UPDATED: After we went to press, we ran across this Xitt from Musk, which he put out on September 2:
This Colossus machine was built in a lot less time than many expected, and with the help of both Dell and Supermicro as well as Nvidia for the GPUs and the switching, which is Spectrum-X Ethernet.
After the doubling of the number of GPUs to 200,000, Colossus will be rated at 395.8 exaflops at FP8 precision and 197.5 exaflops at FP16 precision. At FP64 precision on the vector cores, the Colossus machine is rated at 3.35 exaflops and twice that, or 6.7 exaflops, on the tensor cores.
Big Larry will be considerably bigger in terms of oomph, but Colossus will be slightly more powerful at HPC.
Perhaps AI data centers will move asymptotically towards a Dyson Sphere for power and INT1 (CoinFlip) for precision.
Yes!
I was quite suprised by the 1960s TV series reference although Eddie Albert and Eva Gabor were a lot easier on the eye than Larry who might be more comfortable in the Mr Haney role.
Well, green is Nvidia and he said acres of GPUs, and my brain took it from there. . . .
It’s not that long ago that HPC in the cloud seemed like a distant dream (or nightmare?) put forward by mad scientists who spent most of their time staring at goats ( https://www.nextplatform.com/2023/10/02/the-first-peeks-at-the-doe-post-exascale-supercomputers/ ). And now, it’s all over the place!
Some visionaries noticed it last year it seems: “Microsoft Azure has seven […] clusters that are running real customer HPC workloads that made the Top500 […] This is significant” ( https://www.nextplatform.com/2023/05/22/how-ai-is-going-to-change-supercomputer-rankings-even-more/ ). And I think it is also significant that these are commercial private enterprise systems that might well best China’s “secret” (unlisted) supercomputers too.

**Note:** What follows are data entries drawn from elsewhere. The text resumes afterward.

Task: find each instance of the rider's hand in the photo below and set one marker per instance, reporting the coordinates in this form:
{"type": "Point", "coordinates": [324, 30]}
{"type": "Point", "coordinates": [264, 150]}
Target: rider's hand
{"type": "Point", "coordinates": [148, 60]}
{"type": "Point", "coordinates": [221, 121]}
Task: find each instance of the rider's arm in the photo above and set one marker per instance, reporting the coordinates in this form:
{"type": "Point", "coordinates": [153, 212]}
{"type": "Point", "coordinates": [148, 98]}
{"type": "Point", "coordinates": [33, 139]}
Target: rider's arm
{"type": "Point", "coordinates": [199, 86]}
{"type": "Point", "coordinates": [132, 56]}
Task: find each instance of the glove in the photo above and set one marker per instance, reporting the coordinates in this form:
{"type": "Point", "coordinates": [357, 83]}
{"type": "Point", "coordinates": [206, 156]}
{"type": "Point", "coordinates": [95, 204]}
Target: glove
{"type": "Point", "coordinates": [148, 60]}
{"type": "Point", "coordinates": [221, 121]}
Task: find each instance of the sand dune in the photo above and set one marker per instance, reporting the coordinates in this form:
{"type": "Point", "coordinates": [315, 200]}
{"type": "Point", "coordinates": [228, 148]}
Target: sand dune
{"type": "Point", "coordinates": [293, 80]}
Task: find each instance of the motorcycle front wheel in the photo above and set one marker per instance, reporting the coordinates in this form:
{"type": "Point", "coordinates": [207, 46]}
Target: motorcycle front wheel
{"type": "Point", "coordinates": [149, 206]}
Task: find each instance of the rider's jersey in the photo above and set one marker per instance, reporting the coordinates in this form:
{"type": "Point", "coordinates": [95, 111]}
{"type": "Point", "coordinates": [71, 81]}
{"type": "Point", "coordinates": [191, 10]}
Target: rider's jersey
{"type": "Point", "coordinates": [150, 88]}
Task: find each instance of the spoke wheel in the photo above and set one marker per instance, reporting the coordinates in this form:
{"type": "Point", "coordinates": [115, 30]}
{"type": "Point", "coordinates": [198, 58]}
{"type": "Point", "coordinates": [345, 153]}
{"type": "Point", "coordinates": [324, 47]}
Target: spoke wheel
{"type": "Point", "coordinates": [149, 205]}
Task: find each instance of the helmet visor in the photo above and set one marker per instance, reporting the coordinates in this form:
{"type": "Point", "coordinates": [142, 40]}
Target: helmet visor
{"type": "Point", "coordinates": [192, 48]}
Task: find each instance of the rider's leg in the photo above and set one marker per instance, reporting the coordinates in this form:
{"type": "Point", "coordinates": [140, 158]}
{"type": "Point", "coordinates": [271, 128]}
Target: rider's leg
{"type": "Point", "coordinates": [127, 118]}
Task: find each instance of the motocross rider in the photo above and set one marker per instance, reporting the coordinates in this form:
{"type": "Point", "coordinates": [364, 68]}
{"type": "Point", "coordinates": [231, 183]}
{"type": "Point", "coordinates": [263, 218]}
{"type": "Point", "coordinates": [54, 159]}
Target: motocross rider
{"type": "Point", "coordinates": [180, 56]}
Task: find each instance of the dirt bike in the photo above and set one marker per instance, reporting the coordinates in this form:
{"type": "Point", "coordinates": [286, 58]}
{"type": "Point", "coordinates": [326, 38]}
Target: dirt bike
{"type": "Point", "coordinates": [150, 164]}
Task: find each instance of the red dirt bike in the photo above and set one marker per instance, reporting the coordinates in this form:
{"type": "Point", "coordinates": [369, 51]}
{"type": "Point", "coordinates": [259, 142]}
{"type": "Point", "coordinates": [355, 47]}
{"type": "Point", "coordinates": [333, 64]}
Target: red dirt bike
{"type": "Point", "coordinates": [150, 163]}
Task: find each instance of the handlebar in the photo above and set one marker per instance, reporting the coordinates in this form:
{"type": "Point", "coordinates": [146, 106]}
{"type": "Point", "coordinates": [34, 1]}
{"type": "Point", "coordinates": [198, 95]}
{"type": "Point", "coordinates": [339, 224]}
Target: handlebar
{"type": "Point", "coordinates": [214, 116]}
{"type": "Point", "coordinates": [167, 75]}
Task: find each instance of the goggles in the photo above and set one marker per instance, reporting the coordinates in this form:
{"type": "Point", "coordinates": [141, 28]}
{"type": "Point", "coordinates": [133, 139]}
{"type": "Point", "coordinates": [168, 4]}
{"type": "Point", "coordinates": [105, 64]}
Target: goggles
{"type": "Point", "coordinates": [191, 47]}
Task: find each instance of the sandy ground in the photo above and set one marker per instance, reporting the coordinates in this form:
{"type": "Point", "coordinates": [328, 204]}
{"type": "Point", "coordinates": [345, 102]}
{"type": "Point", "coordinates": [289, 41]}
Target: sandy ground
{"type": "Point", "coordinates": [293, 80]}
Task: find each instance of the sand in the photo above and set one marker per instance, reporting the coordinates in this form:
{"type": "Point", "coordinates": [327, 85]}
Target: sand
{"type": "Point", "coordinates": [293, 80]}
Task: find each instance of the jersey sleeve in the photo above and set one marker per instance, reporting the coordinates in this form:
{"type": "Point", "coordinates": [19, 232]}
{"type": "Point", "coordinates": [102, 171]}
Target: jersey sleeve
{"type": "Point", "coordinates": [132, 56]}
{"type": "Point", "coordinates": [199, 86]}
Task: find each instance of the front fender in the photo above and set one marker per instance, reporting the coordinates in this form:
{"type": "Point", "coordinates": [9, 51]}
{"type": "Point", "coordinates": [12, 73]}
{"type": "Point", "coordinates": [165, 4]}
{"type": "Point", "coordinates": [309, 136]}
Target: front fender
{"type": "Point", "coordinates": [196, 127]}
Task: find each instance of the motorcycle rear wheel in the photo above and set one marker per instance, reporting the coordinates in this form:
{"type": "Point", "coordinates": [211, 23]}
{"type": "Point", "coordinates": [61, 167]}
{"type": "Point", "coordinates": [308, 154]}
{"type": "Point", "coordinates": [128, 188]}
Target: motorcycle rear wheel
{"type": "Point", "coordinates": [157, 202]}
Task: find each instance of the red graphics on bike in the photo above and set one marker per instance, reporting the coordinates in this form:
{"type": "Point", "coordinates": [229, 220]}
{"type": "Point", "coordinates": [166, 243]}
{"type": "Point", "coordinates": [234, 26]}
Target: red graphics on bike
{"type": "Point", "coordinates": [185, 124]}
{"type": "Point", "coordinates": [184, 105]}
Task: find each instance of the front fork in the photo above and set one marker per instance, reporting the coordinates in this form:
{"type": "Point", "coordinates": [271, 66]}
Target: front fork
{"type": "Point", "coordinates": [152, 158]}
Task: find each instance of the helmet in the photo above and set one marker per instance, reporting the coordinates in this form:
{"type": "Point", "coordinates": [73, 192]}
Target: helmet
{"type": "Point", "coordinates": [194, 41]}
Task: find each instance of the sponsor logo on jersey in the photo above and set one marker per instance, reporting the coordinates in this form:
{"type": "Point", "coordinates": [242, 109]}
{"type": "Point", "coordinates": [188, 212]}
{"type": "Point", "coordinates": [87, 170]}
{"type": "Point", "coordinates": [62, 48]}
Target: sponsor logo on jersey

Larry’s Green Acres 5.2 EF/s of FP64, Elon’s Colossal 6.7 EF/s, Mark’s Grand Tetons, and Satya-and-Sam’s existing Azures and planned 5GW StarGate, all have the potential to top the Top500. Not to mention Jeff’s AWS EC2 UltraCluster with 20,000 H100s … sure to grow in the future (or maybe it already did?)! ( https://www.nextplatform.com/2023/07/27/h100-gpu-instance-pricing-on-aws-grin-and-bear-it/ )
I saw this and I envisioned spontaneously that Larry was calling for a massive greenhouse roof to utilize heat productively. But nah.
“The largesse of computers and their facilities”.
I suggest a dictionary might be in order.
“Largesse” does not mean size…
It has since Bill Clinton tried to donate his tighty whiteys and wrote them off on his taxes — pun for “large ass”
So on the one hand we have people telling us LLMs will run on our AI phones, and on the other hand we have people building planetary-scale data centers powered by unobtainium fusion. Can they both be right?